JAKARTA - Komisi Pemberantasan Korupsi (KPK) berhak memeriksa siapapun tanpa perlu meminta izin kepada Presiden Susilo Bambang Yudhoyono (SBY).
"Kalau KPK menangani kasus, tidak perlu izin dari presiden. Kecuali polisi dan Kejagung, itu perlu izin presiden. Dengan cara mengirim surat persetujuan kepada presiden," kata Menteri Sekretaris Negara Sudi Silalahi kepada wartawan di Sekretariat Negara, Jakarta Pusat, Jumat (19/3/2010).

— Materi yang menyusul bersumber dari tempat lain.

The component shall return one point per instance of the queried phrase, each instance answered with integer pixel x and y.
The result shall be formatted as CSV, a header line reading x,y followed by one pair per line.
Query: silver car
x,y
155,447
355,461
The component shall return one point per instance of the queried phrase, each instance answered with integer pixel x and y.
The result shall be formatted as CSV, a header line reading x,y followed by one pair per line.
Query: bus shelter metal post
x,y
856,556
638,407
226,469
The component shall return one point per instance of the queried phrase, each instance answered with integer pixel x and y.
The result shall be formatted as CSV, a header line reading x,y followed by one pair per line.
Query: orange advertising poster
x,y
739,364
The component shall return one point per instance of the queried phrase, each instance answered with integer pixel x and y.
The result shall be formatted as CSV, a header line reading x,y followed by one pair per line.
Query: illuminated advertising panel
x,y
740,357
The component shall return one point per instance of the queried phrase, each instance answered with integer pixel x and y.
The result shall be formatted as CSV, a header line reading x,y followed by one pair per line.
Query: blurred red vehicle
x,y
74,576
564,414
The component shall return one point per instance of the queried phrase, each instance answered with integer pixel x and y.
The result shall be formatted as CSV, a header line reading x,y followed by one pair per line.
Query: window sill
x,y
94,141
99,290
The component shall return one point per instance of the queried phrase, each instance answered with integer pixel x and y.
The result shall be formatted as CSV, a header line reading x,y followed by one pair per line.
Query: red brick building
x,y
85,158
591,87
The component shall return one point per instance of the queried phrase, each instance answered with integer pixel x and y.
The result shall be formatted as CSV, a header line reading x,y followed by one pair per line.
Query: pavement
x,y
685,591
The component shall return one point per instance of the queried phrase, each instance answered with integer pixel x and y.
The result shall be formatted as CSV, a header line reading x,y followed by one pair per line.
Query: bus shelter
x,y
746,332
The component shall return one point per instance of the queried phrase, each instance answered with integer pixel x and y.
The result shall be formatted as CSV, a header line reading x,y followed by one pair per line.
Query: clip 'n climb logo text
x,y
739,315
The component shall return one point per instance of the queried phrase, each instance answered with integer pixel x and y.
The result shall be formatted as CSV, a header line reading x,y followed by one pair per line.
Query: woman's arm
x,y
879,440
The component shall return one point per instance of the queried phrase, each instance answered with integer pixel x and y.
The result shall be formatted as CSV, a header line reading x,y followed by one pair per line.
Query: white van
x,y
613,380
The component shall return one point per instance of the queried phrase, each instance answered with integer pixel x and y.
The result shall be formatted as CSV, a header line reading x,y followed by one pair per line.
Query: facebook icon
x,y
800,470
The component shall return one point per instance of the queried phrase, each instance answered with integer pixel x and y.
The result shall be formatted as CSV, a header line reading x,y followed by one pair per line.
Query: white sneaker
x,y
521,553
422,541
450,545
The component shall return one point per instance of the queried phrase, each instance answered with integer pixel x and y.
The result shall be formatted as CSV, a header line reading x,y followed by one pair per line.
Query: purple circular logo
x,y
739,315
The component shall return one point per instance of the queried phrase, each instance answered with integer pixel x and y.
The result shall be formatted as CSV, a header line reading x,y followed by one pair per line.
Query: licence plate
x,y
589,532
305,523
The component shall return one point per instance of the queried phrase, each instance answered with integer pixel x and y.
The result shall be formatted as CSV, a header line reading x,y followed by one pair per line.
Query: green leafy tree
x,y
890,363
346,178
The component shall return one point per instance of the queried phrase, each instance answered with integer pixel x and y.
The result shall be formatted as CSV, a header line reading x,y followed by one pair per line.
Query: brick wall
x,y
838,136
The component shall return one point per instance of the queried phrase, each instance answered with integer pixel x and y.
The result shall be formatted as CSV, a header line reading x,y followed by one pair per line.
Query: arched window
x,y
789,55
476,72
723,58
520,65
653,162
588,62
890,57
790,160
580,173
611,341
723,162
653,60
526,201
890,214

Hal tersebut disampaikan Sudi merespons pertanyaan pewarta terkait tindak lanjut kasus dugaan L/C fiktif yang menyeret nama politisi Partai Keadilan Sejahtera (PKS) Misbakhun. Misbakhun diduga terlibat kasus L/C fiktif di Bank Century.

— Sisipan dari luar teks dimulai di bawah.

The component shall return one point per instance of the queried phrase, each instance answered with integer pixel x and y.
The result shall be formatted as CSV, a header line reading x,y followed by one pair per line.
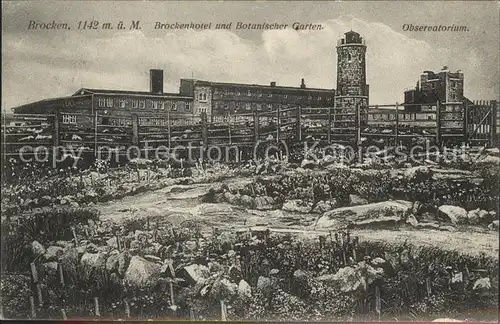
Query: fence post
x,y
135,130
465,119
329,133
204,133
95,134
493,127
397,125
4,144
299,127
169,128
278,123
55,128
438,123
256,127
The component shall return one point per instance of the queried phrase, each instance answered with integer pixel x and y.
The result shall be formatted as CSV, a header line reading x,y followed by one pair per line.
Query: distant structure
x,y
352,89
224,99
351,98
444,86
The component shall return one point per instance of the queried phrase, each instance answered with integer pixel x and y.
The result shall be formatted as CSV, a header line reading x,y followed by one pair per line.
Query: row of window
x,y
143,104
249,106
259,94
412,116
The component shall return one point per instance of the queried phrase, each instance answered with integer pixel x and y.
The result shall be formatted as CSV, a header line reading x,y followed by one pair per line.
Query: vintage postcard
x,y
258,161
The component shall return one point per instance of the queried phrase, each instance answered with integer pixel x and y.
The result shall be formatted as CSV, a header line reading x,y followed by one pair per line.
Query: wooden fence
x,y
445,124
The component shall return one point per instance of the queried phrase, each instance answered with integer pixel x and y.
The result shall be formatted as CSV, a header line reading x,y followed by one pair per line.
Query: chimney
x,y
156,81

Sedangkan terkait surat rekomendasi Ketua DPR Marzuki Alie kepada Presiden SBY tentang Pansus Hak Angket Bank Century, Presiden akan menggelar rapat bersama para menteri terkait pada Senin pekan depan.
"Diharapkan rekomendasi atau saran, dan pertimbangan dari para menteri dapat diterima pada Senin 22 Maret," terang Sudi.
Setelah Presiden mendengar masukan dan pendapat dari para menteri, lanjut Sudi, baru lah akan ditentukan langkah selanjutnya.